For the most part the wordings in the original biblical language texts were natural in those languages. It is proper for our translations to be natural, as well, if we want them to communicate the same way to people today as God wanted the original texts to communicate to their audiences thousands of years ago. If there is a passage in the Bible which was intended to convey some special rhetorical effect, it is at that point that translators can look for English forms which might adequately convey that effect. One option might be some unnatural wording.

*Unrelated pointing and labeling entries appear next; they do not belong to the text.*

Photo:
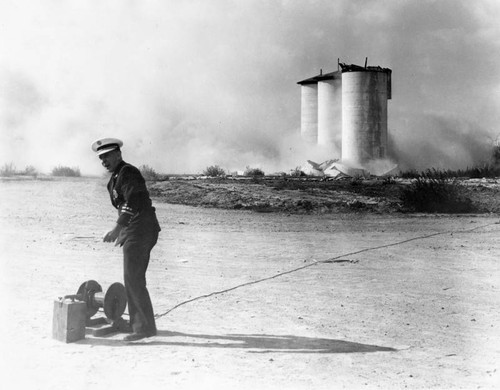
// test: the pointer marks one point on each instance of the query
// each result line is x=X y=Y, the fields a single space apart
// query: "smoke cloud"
x=189 y=84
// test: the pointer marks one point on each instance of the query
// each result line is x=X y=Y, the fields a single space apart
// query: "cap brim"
x=106 y=150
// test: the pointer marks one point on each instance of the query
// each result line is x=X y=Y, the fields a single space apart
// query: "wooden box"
x=69 y=320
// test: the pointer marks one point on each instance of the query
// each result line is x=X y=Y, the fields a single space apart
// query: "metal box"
x=69 y=320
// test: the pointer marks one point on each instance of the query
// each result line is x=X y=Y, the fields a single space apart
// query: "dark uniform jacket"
x=130 y=196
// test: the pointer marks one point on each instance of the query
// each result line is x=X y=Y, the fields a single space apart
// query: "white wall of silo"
x=309 y=113
x=330 y=113
x=364 y=116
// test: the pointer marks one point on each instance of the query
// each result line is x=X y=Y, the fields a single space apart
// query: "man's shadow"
x=254 y=343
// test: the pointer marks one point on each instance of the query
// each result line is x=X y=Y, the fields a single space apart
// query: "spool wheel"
x=115 y=301
x=87 y=291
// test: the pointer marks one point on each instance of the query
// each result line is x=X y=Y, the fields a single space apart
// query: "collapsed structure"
x=347 y=110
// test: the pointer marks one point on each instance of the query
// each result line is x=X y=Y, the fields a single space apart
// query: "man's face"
x=111 y=160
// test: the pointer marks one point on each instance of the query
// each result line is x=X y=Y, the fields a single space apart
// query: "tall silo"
x=365 y=92
x=330 y=109
x=309 y=110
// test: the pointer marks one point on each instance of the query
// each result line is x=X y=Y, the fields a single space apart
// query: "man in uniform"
x=136 y=230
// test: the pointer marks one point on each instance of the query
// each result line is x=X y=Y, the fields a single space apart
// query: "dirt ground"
x=331 y=301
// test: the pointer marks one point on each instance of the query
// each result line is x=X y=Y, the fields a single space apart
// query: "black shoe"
x=138 y=336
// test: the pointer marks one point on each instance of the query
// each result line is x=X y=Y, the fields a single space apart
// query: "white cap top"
x=105 y=145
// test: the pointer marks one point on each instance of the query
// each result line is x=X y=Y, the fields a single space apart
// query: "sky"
x=191 y=84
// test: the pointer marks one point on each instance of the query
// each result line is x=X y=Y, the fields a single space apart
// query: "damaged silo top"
x=356 y=68
x=321 y=77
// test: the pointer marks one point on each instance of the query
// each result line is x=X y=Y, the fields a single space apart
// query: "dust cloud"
x=191 y=84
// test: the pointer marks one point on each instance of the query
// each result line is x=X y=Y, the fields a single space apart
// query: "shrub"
x=255 y=172
x=8 y=170
x=429 y=194
x=297 y=172
x=66 y=171
x=214 y=171
x=30 y=170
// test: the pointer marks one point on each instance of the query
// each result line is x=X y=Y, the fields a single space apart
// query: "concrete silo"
x=329 y=109
x=309 y=110
x=365 y=92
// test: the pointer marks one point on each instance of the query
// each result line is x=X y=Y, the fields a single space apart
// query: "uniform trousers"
x=136 y=254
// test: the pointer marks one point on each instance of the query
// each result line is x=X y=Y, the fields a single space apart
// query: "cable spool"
x=113 y=301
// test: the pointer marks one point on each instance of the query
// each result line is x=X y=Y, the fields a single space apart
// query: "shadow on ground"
x=255 y=343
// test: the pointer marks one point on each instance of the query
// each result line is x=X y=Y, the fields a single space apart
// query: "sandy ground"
x=415 y=306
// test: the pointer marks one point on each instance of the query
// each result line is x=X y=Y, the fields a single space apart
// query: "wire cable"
x=332 y=259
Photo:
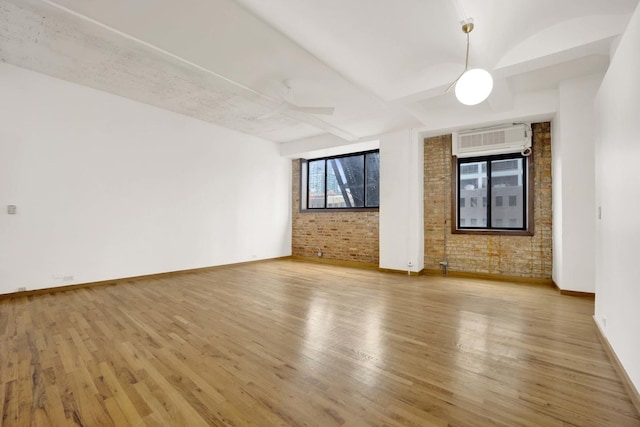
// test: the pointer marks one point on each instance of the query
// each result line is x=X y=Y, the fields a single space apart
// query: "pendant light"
x=473 y=86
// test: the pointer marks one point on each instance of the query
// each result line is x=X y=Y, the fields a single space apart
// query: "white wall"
x=401 y=201
x=109 y=188
x=618 y=193
x=574 y=210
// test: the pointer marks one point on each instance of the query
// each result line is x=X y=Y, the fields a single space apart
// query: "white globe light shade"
x=474 y=86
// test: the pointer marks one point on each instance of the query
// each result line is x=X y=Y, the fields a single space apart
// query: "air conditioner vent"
x=484 y=142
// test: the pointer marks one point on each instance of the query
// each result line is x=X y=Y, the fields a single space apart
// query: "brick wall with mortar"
x=342 y=236
x=523 y=256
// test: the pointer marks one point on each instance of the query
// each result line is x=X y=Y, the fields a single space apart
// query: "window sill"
x=333 y=210
x=483 y=232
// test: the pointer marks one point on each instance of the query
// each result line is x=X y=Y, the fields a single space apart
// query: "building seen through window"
x=350 y=181
x=500 y=183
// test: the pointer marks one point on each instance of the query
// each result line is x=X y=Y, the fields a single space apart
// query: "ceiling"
x=383 y=65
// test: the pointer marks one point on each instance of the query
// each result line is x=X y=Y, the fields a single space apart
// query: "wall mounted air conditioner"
x=513 y=138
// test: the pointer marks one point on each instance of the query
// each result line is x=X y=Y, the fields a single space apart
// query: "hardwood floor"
x=285 y=342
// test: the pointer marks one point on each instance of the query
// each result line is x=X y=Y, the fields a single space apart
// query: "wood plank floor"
x=285 y=342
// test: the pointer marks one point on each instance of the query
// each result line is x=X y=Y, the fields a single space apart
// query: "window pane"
x=507 y=185
x=473 y=186
x=373 y=179
x=345 y=182
x=316 y=184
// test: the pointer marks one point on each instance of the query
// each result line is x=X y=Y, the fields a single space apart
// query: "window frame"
x=528 y=210
x=304 y=185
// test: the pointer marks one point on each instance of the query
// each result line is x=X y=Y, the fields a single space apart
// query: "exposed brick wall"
x=524 y=256
x=343 y=236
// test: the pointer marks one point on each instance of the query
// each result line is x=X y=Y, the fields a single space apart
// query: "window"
x=500 y=182
x=341 y=182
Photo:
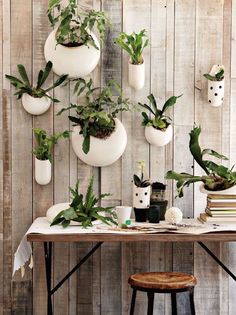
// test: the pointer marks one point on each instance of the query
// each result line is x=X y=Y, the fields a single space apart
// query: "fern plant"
x=84 y=209
x=23 y=84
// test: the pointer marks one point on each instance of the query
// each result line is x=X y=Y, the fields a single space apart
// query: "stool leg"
x=173 y=304
x=133 y=302
x=150 y=303
x=191 y=298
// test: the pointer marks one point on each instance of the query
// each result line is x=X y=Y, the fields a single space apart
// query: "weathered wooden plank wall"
x=186 y=38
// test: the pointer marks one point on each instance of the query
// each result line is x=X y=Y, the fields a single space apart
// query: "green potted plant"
x=134 y=45
x=216 y=85
x=72 y=46
x=83 y=210
x=98 y=138
x=43 y=154
x=158 y=128
x=36 y=100
x=218 y=179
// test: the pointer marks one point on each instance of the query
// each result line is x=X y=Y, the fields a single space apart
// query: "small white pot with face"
x=141 y=197
x=43 y=171
x=74 y=61
x=35 y=105
x=158 y=137
x=136 y=75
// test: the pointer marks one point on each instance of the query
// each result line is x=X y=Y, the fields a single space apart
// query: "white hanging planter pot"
x=35 y=105
x=158 y=137
x=74 y=61
x=43 y=171
x=141 y=197
x=137 y=75
x=102 y=152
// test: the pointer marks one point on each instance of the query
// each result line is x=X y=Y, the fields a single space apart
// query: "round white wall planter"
x=43 y=171
x=35 y=105
x=157 y=137
x=137 y=75
x=74 y=61
x=141 y=197
x=102 y=152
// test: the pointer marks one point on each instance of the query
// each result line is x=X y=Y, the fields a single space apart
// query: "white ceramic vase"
x=137 y=75
x=157 y=137
x=43 y=171
x=35 y=105
x=141 y=197
x=74 y=61
x=102 y=152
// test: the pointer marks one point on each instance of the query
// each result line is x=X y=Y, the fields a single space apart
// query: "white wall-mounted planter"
x=35 y=105
x=141 y=197
x=43 y=171
x=74 y=61
x=102 y=152
x=157 y=137
x=137 y=75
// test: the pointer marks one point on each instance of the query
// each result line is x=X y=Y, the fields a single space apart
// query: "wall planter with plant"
x=134 y=45
x=218 y=178
x=43 y=154
x=158 y=128
x=98 y=138
x=35 y=99
x=72 y=46
x=216 y=85
x=83 y=210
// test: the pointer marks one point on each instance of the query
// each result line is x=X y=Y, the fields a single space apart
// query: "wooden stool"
x=162 y=282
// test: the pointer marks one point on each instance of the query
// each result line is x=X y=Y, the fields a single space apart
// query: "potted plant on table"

Please note that I am not at all suggesting that our Bible translations should be written in bland colloquial English that leaves us feeling flat. I happen to love lively language. Our translations should be as natural as were the original texts. Too many of our translations have too many unnatural wordings and therefore communicate inaccurate and wrong messages to their readers.
What are some examples of unnatural English wordings you have come across in Bibles that you have used? To warm my data-hungry bones, why don't you list some in comments to this post. Let not this challenge go unmet!